Gold Rush in the Desert

Gold has been mined in the deserts of southern Egypt since ancient history. The Kerman kingdom used slave labor in mines to become the primary source for gold in the Middle East. In 2009, the modern Sukari Gold Mine opened and returned industrialized gold mining practices to the Eastern Desert. But since Egypt’s  25 January revolution, many individuals have taken the opportunity to strike out on their own and search for fortunes in the sand. Photographs and text by Françoise Beauguion.

Gold mining around Daraw is a recent trend. Since the revolution the police have been busy securing other strategic points in the country and they left the surrounding desert under-guarded.
Thirty-year-old Yasser's job is to guard a felucca in Daraw, a small city one hour of Aswan.

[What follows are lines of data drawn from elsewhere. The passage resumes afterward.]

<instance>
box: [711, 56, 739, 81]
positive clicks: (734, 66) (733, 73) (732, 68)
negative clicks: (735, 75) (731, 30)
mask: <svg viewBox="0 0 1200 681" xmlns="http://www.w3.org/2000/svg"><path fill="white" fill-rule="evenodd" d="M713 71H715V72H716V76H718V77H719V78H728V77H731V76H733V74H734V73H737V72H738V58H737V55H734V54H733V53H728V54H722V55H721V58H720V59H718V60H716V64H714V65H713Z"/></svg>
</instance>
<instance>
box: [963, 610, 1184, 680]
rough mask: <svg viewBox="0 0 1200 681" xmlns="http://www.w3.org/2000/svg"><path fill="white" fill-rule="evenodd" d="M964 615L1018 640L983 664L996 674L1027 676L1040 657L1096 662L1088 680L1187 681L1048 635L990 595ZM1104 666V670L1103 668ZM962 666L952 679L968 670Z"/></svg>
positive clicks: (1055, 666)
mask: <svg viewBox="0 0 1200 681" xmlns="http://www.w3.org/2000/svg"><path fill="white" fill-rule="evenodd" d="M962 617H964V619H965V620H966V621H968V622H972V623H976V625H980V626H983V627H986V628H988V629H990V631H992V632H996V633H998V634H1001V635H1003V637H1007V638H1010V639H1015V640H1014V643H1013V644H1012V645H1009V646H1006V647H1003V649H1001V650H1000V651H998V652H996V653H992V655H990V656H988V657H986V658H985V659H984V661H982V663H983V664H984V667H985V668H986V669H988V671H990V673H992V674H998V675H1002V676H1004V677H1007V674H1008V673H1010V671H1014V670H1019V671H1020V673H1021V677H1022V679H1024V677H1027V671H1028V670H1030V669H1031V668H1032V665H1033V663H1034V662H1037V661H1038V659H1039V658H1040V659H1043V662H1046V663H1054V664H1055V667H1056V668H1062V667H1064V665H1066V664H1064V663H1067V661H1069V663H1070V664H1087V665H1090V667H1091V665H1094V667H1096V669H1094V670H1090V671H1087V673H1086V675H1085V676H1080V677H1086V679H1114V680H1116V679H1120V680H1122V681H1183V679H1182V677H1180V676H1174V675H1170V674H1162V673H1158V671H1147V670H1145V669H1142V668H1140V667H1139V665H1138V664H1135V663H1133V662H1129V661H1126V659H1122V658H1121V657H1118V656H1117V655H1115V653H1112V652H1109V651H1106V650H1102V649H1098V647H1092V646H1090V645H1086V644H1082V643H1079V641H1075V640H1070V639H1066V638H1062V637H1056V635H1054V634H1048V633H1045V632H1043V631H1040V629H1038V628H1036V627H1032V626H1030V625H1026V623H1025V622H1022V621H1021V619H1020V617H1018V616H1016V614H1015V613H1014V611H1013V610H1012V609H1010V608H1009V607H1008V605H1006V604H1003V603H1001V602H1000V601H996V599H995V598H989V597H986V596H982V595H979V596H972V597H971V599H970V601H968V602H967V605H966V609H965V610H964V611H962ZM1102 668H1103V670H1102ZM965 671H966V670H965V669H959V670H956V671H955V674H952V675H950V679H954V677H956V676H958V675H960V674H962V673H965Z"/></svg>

He spends his days on the Nile taking care of the boat. But since the revolution and the subsequent tourism crisis, his position has become much more precarious.
Yasser and his friends go to on trips into the Eastern Desert once a month, out between the Nile and the Red Sea. They are organized: One rents a 4x4, the other brings the tent and another one buys food.
Most of the miners know this won't last forever. There is already news that new laws and regulations may be passed.
Large nuggets of gold are rare, but when they are found, they are sold in Aswan.
Before a trip, Yasser and his friends gather on a felucca to discuss logistics. Yasser started searching for gold as a hobby, taking trips into the desert with his friends. This hobby become profitable, and soon became a full-time business.
While most of the exploration is done on the surface, the miners sometimes dig tunnels deep  into the mountain to retrieve ore.
Rocks are ground down into a fine sand so that the smallest particles of gold can be separated out.
A rock-crushing machine spews sand and dust so that the gold can be separated from rock.
Around Jabal al-Sukkari, or Sweet Mountain, there are now hundreds of Egyptians looking for gold. They carry their metal detectors with pride, like rocket launchers on their shoulders.
Working underground can be quite dangerous, as there is little light and the danger of collapsing mine shafts.
When the searching is successful, the groups pool their money and rent large equipment to help in the search.
Gold is much heavier than the surrounding sand, so when it is mixed with water, the sand can be washed away, leaving flecks of gold in the bottom of the pan.
Yasser and his partner will take five- to six-day trips into the desert every few weeks. The rest of the time, he returns to his other job of guarding a felucca.
Since the police presence in the desert had dwindled, it is much easier to explore in the Eastern Desert without fear of being harassed.
When separating the gold from the rock, the prospectors sometimes use toxic chemicals such as mercury, which helps gather the gold at the bottom of the pan.
A prospector hitches a ride to swing his metal detector over the side of the mountain.